Nicotinic Acetylcholine Receptor alpha 1/CHRNA1 Il plasmide di attivazione CRISPR (h) è un sistema SAM (mediatore di attivazione sinergico) a tre plasmidi progettato per la sovraregolazione trascrizionale altamente efficiente e sito-specifica del locus CHRNA1 nelle linee cellulari umane. Il sistema è costruito attorno a una Cas9 cataliticamente inattiva (dCas9) che porta due mutazioni inattivanti (D10A e N863A) che eliminano l'attività nucleasica preservando al contempo il legame con il DNA. Questa dCas9 è fusa con VP64, un potente attivatore trascrizionale, ed è coespressa con un gene di resistenza alla blasticidina per la selezione. Il secondo plasmide codifica la proteina di fusione MS2-p65-HSF1, un complesso attivatore secondario che agisce in sinergia con dCas9-VP64, insieme a un gene di resistenza all'igromicina. Il terzo plasmide codifica un sgRNA specifico per il bersaglio di 20 nt fuso a due aptameri di RNA MS2 che reclutano il complesso MS2-p65-HSF1 nel sito di attivazione, accompagnato da un gene di resistenza alla puromicina. I tre plasmidi vengono somministrati in un rapporto di massa 1:1:1 per un'espressione bilanciata di tutti i componenti del sistema.

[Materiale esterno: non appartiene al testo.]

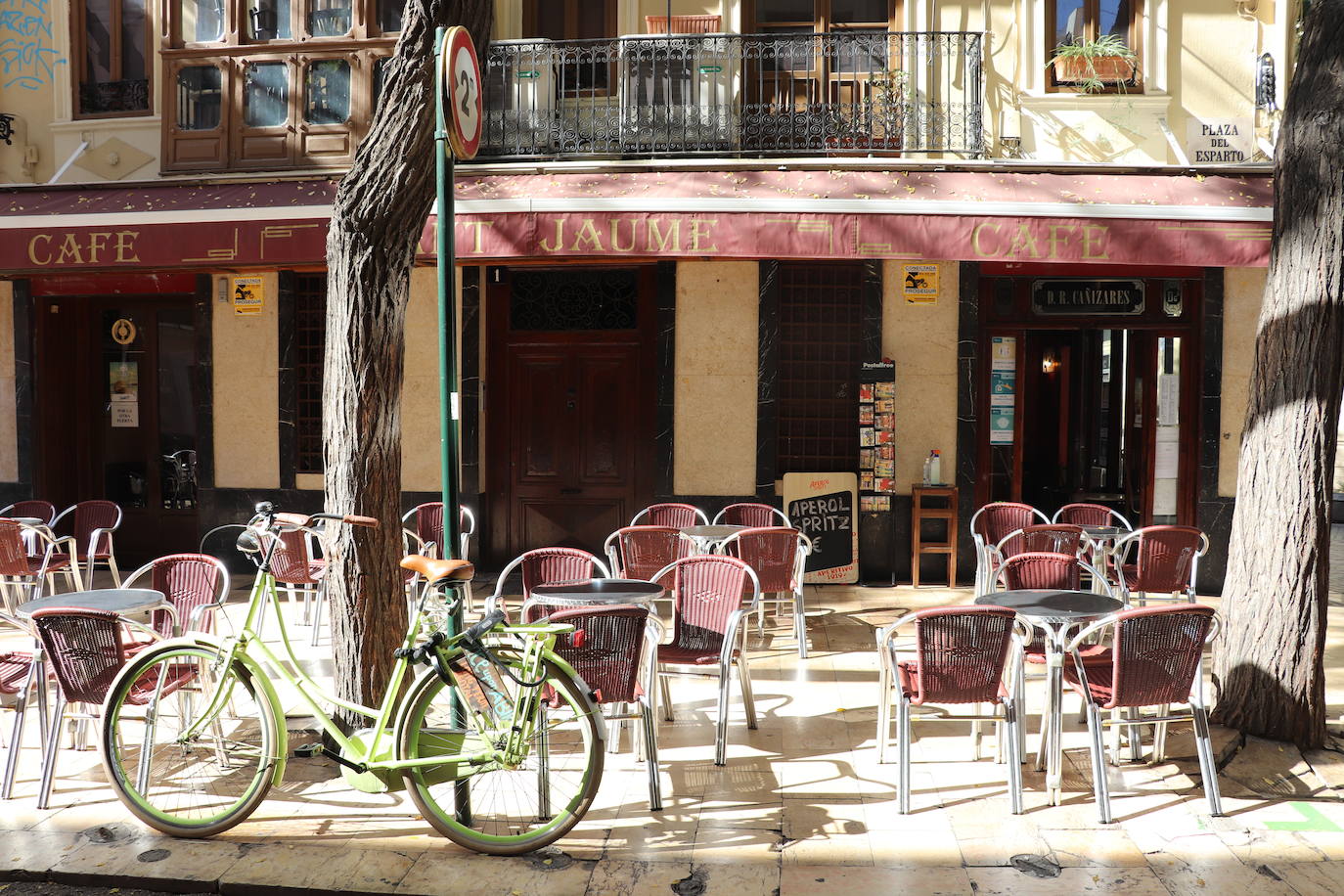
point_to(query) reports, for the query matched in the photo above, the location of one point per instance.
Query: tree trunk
(1268, 664)
(380, 212)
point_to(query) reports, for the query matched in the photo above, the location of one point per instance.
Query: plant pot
(1106, 68)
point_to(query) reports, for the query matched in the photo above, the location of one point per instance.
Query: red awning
(1012, 215)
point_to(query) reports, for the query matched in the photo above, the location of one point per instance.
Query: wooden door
(115, 416)
(571, 410)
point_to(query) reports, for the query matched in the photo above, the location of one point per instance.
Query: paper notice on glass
(1003, 387)
(1168, 399)
(1167, 464)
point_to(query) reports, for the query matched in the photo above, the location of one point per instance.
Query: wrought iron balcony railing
(854, 92)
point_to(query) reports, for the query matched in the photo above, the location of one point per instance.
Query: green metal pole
(446, 315)
(448, 373)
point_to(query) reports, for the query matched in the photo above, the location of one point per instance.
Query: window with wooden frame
(111, 50)
(1080, 22)
(272, 83)
(309, 349)
(819, 357)
(588, 68)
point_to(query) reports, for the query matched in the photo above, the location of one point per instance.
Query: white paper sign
(1219, 141)
(125, 414)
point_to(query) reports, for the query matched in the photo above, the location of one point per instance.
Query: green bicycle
(498, 743)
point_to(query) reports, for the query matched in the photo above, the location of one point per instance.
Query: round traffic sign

Una volta assemblato nel locus bersaglio, il complesso SAM si lega a circa 200 bp a monte del sito di inizio della trascrizione CHRNA1, dove VP64, p65 e HSF1 agiscono in modo concertato per reclutare il machinery trascrizionale e guidare la sovraregolazione dell'espressione endogena di Nicotinic Acetylcholine Receptor alpha 1/CHRNA1. A differenza della Cas9 con attività nucleasica, dCas9 non introduce rotture a doppio filamento né modifica la sequenza genomica, preservando il locus CHRNA1 nativo e consentendo lo studio delle risposte trascrizionali dipendenti da Nicotinic Acetylcholine Receptor alpha 1/CHRNA1 nel locus endogeno, rendendolo uno strumento prezioso per studi funzionali, l'identificazione di geni bersaglio e la modellizzazione del ripristino della via Nicotinic Acetylcholine Receptor alpha 1/CHRNA1 nelle cellule tumorali con espressione di CHRNA1 silenziata o ridotta.
Solo per uso di ricerca. Non destinato a uso diagnostico o terapeutico.